5. Apr. 2010
Wenn es bei Bruno Labbadia irgendwann mal nicht mehr läuft mit dem Trainerjob – er kann immer noch Achterbahnfahrer werden. Diese schnellen Wechsel zwischen Auf und Ab, diese rasanten Talfahrten – das kann er.
Während am Donnerstag noch eine Mannschaft auf dem Feld stand, die Spaß machte, die tollen Fußball spielte, die fightete… war heute – nun ja. Auf dem Rummel nennt man das “Geisterbahn”.
Hannover 96 war zu Gast. Die mögen wir, da gibt es eine Fanfreundschaft, international finden sich manchmal auch Fans von H96 in der HSV-Gästekurve (Wie in Anderlecht, zusammen mit Fans von Celtic Glasgow und Arminia Bielefeld, aber das ist ne andere Geschichte…). Außerdem steht Hannover diese Saison ja eh unter Artenschutz. Irgendwie. Zumindest bei mir.
Seit dem Tod von Robert Enke und der anschließenden Talfahrt ins Bodenlose kann man (oder eher: ich) Hannover nicht wirklich böse sein. Ich hätte vor dem Spiel vielleicht sogar gesagt: Hier, nehmt, drei Punkte – aber bitte steigt nicht ab.
Jetzt war es dann aber so, daß uns Stuttgart und Frankfurt (Glückwunsch zum Sieg gegen Leverkusen!) am Arsch hängen… der HSV mußte handeln, brauchte drei Punkte, da muß dann auch die Fanfreundschaft mal ruhen, und irgendwie sogar das Mitleid.

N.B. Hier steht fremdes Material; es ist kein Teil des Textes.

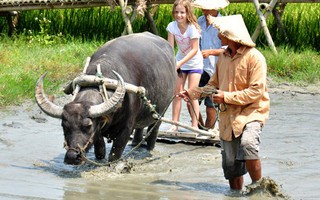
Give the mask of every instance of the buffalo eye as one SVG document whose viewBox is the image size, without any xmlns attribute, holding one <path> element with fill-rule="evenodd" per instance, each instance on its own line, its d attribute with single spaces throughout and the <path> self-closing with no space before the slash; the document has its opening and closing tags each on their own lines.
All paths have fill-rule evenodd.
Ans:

…und genau da lag das Problem. “Wir brauchen diese drei Punkte”-Spiele kann der HSV nämlich echt super. Versemmeln. Zumal gegen Hannover 96. Die ja extrem gerne gegen den großen HSV gewinnen.
Ich konnte das Spiel nicht sehen, hatte auch keinen Radiokommentar, auf meinem Handy läuft selbst 90elf nicht. Alles, was ich hatte, war ein eher doofer Live-Ticker, den ich ständig von Hand aktualisieren mußte, und ab und an ein Blick in die Timeline.
Das reichte allerdings, um zu wissen: Ich verpasse nichts, wenn ich es nicht sehe. Es ist gruselig, was der HSV da zeigt.
Ich habe dann vorhin wenigstens Sportclub auf N3 geschaut. Da kamen in erster Linie die, nunja, Torchancen… und es war immer noch nicht dolle. Da will man echt nicht wissen, wie die 90 Minuten waren.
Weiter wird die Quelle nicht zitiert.